The source asked not to be identified because the matter is confidential. Sprint declined to comment, while T-Mobile did not immediately respond to requests for comment.
Shares of Sprint were up 20.43 percent at $6.19, giving the company a market capitalization of $25 billion, while T-Mobile shares were up 6 percent at $63.38 on Tuesday afternoon, giving it a market capitalization of $54 billion, after the Wall Street Journal first reported on the new talks.
Sprint is controlled by Japan’s SoftBank Group Corp (9984.T), while T-Mobile is majority-owned by Germany’s Deutsche Telekom AG (DTEGn.DE). The issue of control at the combined company has been a thorny topic in previous negotiations over a possible deal.
Failure to clinch an agreement last November left SoftBank Chief Executive Officer Masayoshi Son, a dealmaker who raised close to $100 billion for his Vision Fund to invest in technology companies, in search of other options for Sprint.
Even though Sprint’s customer base has expanded under CEO Marcelo Claure, growth has been driven by heavy discounting. Analysts have said that, without T-Mobile, Sprint lacks the scale needed to invest in its network and to compete in a saturated market.

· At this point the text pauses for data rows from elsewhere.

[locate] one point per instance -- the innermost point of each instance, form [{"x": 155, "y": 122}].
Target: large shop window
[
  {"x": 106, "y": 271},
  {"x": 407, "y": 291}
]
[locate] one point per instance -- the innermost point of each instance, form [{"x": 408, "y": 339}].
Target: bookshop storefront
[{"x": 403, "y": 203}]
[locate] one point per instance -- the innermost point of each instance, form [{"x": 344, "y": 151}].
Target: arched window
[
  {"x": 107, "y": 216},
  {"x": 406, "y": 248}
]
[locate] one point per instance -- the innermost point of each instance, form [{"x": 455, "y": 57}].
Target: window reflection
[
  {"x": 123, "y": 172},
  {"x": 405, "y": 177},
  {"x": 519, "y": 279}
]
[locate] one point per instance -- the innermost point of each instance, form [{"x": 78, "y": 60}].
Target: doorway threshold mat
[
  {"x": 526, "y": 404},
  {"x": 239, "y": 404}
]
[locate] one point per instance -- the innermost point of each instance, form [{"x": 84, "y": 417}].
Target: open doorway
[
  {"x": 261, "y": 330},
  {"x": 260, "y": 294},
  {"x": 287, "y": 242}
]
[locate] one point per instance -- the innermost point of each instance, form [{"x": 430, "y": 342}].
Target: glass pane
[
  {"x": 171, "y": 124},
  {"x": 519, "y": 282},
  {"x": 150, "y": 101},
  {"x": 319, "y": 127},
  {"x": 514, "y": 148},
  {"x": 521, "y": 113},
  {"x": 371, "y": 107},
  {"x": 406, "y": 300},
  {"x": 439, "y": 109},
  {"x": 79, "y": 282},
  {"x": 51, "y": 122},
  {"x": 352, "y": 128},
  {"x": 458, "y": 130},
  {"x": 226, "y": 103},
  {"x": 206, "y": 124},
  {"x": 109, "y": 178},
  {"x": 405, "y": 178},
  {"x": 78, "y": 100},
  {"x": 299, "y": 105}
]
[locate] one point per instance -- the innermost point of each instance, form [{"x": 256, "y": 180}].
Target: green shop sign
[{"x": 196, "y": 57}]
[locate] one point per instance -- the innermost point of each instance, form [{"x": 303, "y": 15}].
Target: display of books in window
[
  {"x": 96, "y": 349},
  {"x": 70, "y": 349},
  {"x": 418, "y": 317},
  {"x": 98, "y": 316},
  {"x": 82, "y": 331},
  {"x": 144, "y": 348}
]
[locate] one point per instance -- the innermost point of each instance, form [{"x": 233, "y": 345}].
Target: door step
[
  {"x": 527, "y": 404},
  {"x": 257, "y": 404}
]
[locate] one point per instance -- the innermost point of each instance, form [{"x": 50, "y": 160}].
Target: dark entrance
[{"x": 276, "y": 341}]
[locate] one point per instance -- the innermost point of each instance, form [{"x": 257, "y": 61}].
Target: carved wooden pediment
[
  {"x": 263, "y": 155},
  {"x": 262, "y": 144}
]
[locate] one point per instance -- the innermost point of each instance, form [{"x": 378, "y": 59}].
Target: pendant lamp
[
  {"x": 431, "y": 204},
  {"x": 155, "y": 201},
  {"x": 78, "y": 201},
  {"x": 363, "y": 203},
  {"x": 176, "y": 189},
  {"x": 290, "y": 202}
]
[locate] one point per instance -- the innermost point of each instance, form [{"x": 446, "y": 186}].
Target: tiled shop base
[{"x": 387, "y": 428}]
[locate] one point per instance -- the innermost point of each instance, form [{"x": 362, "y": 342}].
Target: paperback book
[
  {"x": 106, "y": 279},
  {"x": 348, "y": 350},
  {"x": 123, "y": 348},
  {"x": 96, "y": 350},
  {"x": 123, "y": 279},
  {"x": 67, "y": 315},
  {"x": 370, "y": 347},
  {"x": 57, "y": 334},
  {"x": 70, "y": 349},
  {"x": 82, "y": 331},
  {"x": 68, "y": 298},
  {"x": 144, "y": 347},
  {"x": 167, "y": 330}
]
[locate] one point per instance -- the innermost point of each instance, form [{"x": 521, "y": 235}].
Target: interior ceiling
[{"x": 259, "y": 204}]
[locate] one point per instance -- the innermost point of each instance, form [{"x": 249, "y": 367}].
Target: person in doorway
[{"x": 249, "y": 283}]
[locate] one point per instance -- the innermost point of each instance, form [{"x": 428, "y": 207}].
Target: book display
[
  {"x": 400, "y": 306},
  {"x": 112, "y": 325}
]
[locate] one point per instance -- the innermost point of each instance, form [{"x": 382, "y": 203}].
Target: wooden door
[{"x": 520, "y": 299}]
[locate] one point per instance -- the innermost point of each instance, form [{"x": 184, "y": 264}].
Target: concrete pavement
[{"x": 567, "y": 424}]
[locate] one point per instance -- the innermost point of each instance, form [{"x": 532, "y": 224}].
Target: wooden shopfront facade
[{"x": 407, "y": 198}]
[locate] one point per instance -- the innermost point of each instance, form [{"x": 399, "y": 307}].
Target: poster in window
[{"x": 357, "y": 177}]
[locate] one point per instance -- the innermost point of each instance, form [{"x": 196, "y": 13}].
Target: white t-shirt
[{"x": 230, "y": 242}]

“It is impossible for Sprint to sustain on its own, and the same problems still exists with SoftBank and Sprint not comfortable with a minority stake. But ultimately you have to believe that these two companies will end up together even if the path to get there is torturous,” MoffettNathanson LLC analyst Craig Moffett said.
Another roadblock to the deal could be regulatory hurdles. Sprint’s and T-Mobile’s first round of merger talks ended in 2014 after the Obama administration expressed antitrust concerns about the deal.
It is not clear how the Trump administration would view the combination. AT&T agreed to acquire U.S. media company Time Warner Inc (TWX.N) in October 2016 for $85 billion. The U.S. Department of Justice has sued to block the deal over concerns about the companies’ pricing power in the media market. AT&T and Time Warner are currently defending their deal in court.